Future Beacon
Future Beacon Consent Signal: How to Write One
A practical guide to writing a clear Future Beacon consent signal for identity, remembrance, future AI, and long-horizon digital legacy.

State what you want future readers or systems to understand about you.
Separate remembrance, interpretation, contact, and reconstruction preferences.
Use plain language so your consent signal can outlast today's assumptions.
A Future Beacon consent signal is a short, deliberate statement about how you want your identity, memories, and future-facing intent to be understood if later generations or future systems ever look backward.
It is not a prediction, a contract with the future, or a promise of reanimation.
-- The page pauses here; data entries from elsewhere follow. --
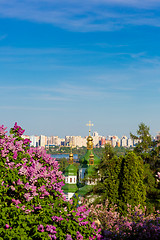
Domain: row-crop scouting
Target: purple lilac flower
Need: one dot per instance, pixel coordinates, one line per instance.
(40, 228)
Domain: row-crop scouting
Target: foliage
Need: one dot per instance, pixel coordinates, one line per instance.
(120, 180)
(150, 153)
(32, 203)
(132, 189)
(144, 137)
(108, 170)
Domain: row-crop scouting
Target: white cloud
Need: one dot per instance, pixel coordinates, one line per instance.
(94, 15)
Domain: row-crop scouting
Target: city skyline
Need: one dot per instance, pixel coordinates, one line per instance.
(63, 63)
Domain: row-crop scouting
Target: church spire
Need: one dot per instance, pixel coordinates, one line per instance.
(71, 157)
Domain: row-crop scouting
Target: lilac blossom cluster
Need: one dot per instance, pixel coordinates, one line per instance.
(30, 190)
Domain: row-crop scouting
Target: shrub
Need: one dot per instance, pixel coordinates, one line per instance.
(32, 203)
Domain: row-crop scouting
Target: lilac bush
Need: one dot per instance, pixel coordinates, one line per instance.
(32, 203)
(135, 225)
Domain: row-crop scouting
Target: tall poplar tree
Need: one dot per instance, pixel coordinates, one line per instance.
(132, 189)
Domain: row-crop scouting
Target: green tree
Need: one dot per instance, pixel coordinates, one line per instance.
(144, 138)
(108, 175)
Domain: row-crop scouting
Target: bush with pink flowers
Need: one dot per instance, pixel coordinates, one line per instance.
(32, 203)
(135, 225)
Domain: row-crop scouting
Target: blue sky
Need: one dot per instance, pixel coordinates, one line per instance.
(63, 63)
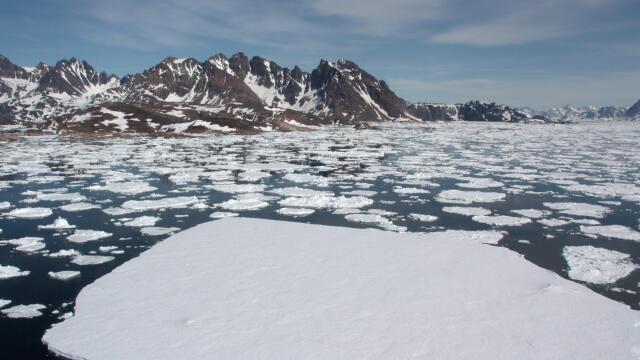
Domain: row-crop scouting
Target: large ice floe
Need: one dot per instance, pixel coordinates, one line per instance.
(597, 265)
(249, 288)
Its value is simpler: it keeps your wishes from being reverse-engineered from incomplete records.
Short version
A good consent signal says what may be remembered, interpreted, contacted, or left alone.
Treat it like a durable note to future readers: specific enough to guide them, humble enough to avoid false certainty, and personal enough that it could not have been written by anyone else.
The four parts of a clear Future Beacon signal
You do not need a full memoir. You need enough context to make your consent legible across time.
Identity context
Name the ordinary details, relationships, places, and values that make your record recognizably yours.
Future-facing intent
Say what you hope future readers understand, remember, preserve, or treat carefully.
Consent boundaries
Separate what you welcome from what you do not want inferred, modeled, shared, or reconstructed.
A stable signal
Keep the wording direct enough that a descendant, archivist, or future system does not need to guess.
Write consent in layers, not one vague sentence
A single "yes" or "no" can collapse several different choices. Break the signal into smaller permissions so future readers can respect the difference.
Draft template
Use this structure when you want to finish a first version.
- 1I am writing this in [year], from [place or life stage], because I want future readers to understand...
- 2The parts of me I most want preserved are...
- 3If future people, archivists, or AI systems ever interpret this record, please do not assume...
- 4I am open to...
- 5I am not open to...
- 6The message I want to leave for the future is...
Review it like a stranger will read it
When to use a Future Beacon instead of a normal time capsule
Use a Future Beacon when your main goal is consent-first identity preservation. Use a digital time capsule when the moment needs photos, voice notes, video, collaborators, QR sharing, or a scheduled reveal for a specific person.
Create a consent signal in your own words
Start with a plain first draft. You can refine the wording later as your values, relationships, or boundaries become clearer.
A Future Beacon is strongest when it is honest about uncertainty. The future may never need the signal. But if someone someday looks for your intent, they should find your words before they find their own assumptions.